Was werden deine zukünftigen Aufgaben sein?

Das weiß ich noch nicht so genau. Meine Vorgesetzte hat mir gesagt, dass sie ein paar Ideen für mich hat. In den Semesterferien werden wir das ein bisschen mehr besprechen. Ich schätze mal, dass es mir helfen wird, da ich ja im Studium auch Organisationssoziologie hatte und dort gelernt habe, wie ein Unternehmen aufgebaut ist, wie Personalplanung funktioniert und ich mich dadurch beim Aufbau der Apotheke gut einbringen kann.

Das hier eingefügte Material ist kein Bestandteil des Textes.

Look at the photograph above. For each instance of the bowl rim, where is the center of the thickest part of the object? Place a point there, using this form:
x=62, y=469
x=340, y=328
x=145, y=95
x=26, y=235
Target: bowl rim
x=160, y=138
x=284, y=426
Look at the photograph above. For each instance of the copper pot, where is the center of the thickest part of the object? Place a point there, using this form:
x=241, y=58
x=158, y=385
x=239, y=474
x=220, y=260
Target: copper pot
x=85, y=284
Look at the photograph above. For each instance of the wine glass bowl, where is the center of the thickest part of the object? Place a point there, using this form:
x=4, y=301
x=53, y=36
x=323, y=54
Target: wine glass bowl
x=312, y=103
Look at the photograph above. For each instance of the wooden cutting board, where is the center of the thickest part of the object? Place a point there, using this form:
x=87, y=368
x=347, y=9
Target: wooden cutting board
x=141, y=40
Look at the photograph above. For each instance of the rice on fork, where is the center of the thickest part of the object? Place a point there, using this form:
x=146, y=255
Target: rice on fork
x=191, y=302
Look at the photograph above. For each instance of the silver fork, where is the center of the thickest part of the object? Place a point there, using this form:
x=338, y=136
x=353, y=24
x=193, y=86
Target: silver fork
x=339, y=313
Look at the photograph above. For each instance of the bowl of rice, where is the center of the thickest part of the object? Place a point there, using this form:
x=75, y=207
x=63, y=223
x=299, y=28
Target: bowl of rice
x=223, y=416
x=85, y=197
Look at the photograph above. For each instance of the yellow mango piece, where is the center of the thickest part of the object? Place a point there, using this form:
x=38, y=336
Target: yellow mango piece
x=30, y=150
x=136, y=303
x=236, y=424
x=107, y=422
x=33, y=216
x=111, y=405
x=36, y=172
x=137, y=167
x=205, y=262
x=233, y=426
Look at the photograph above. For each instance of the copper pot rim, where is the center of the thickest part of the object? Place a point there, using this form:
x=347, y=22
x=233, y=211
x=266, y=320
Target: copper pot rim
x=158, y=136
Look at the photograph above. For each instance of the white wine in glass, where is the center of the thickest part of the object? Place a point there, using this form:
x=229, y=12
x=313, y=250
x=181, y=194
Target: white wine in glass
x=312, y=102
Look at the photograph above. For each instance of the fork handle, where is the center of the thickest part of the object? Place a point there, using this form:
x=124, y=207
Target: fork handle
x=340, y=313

Vielleicht ist das mit mein Aufgabengebiet. Man muss ja auch neue Verträge mit z.B. Altenheimen aufsetzen, die wir beliefern und haben eine Eigenmarke. Also es gibt wirklich einige Aufgabengebiete, wo mir das im Studium Erlernte helfen kann. Klar, ich bin ja erst im ersten Semester und hab auch noch nicht ganz so viel gemacht, aber ich werde mich parallel zum Studium in alles Planungstechnische und Organisatorische, alles, was neu anfällt, einarbeiten.

Hast du große Unterschiede zwischen dir und den anderen Kommilitonen gemerkt?

Ich habe natürlich nicht den direkten Vergleich, da ich der einzige bin, der auf diese Art studiert, aber im Prinzip haben wir freitags sowieso keine Vorlesung und da arbeite ich dann einfach. Das nimmt mir nicht so viel Zeit, dass ich die Gefahr sehe, im Studium abgehängt zu werden. Klar ist es anstrengender, aber nicht wirklich um Welten. Wenn ich normal studieren würde, müsste ich ja trotzdem einen Nebenjob machen und das würde ja dieselbe Zeit beanspruchen. So ist das für mich ein guter Mittelweg, der für mich auf jeden Fall mehr Vorteile als Nachteile hat.

Würdest du es weiterempfehlen mit vertiefter Praxis zu studieren?

Ja definitiv. Auf der einen Seite ist es ja auch im Lebenslauf anschaulicher, wenn man direkt den Praxisbezug während des Studiums hat. Auf der anderen Seite ist es für mich auch jetzt gut, weil ich schon während des Studiums für mich sehen kann, welche Tätigkeiten oder Themen mich interessieren und welche nicht. Auch wenn es quasi nur im Pharmazie-Bereich ist, aber trotzdem hätte ich ja dann schon Erfahrung z.B. im Personalbereich und kann meine Erfahrung später bei Bewerbungen dann schon mit angeben.